Tuesday, 27 November 2007
standing in the shower this morning, deliciously hot water streaming over my shoulders....and i wondered....
back home when it was really hot and the pool water temperature rose above 30 degrees ...
well, yeah, i might be tempted in for a bit of a dip. but generally, i am not excited by the thought of submerging my body into water that is less than really warm.
a nice long soak in a hot tub, very comforting, very relaxing. a body could spend quite a while in a bath of nice hot water.given enough uninterrupted bath time, a body could possibly come up with the question...which would lead to an answer...
a quick shower with those hot needles of water pounding on my back. tempting to tarry ... why, what is the fascination with warm water. do we remember in some small, sub conscious corner of our brain....
do we recall our womb time, surrounded by warm waters, nourished, happy and totally secure?
no wonder humanity was less than interested in personal hygiene, way back when...
very little pleasure to be found wallowing in a cold and muddy pond. i mean, what if neanderthal man had enjoyed access to warm water...

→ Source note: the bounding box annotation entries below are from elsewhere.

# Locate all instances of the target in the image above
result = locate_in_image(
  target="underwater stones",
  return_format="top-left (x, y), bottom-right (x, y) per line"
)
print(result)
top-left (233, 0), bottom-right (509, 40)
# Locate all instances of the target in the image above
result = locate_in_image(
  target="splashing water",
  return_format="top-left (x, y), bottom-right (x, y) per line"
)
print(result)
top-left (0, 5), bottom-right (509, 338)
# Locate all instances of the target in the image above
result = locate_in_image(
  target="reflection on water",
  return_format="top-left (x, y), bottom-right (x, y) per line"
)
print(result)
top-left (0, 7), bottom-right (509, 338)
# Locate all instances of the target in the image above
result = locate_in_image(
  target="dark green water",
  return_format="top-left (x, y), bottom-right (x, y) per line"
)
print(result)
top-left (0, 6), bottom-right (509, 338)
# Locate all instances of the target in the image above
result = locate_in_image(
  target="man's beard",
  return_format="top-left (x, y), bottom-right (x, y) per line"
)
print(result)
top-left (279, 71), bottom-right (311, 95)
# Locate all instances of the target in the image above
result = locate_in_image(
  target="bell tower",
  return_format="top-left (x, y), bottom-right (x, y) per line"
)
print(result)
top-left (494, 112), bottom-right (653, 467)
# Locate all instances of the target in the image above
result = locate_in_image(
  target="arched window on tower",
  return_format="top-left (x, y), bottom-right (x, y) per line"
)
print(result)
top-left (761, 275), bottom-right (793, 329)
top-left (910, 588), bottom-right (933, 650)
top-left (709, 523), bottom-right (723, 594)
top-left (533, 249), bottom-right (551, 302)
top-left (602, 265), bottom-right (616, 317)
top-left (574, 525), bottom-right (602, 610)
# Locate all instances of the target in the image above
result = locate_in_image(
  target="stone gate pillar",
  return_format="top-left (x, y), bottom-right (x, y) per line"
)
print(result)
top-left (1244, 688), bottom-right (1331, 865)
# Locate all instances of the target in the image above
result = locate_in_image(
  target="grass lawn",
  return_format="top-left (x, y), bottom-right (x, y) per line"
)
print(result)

we might well be looking at a completely different scenario, a weird and wonderful world where sweet smelling neanderthals still run the show.
Friday, 23 November 2007
a place i have no wish to visit
i love the seesaw of my psyche
for every low i must endure
i am granted in return
a time of ecstasy
when the world is crisp, defined
i see what others miss
and nothing is impossible
for every tear i shed
for every long dark night
for the times my heart grows cold
and my mind
exists in some gray limbo
in equal part i gain
emotions ripe and full
explosive in their joyfulness
and passion beyond asking
All materials Copyright © 2004-2007 by Eryll Oellermann
something, someone ...grabs my attention, my mind creaks into gear and i merely follow my thought pattern. if i am not near my computer and i find my thoughts interesting enough, i will jot them down. well, if i can find pen and paper to jot them down with.these pieces of paper, notebooks, envelopes are then forgotten. the next time i pack my nomadic tent to move on ... there they are, all over the place, in winter coat pockets, the side pouch of a suitcase or tucked away in a drawer ... many drawers actually, i tend to operate my life without a filing system. of course, i value my thoughts and i pack these oddments away safely, to be found the next time i move on.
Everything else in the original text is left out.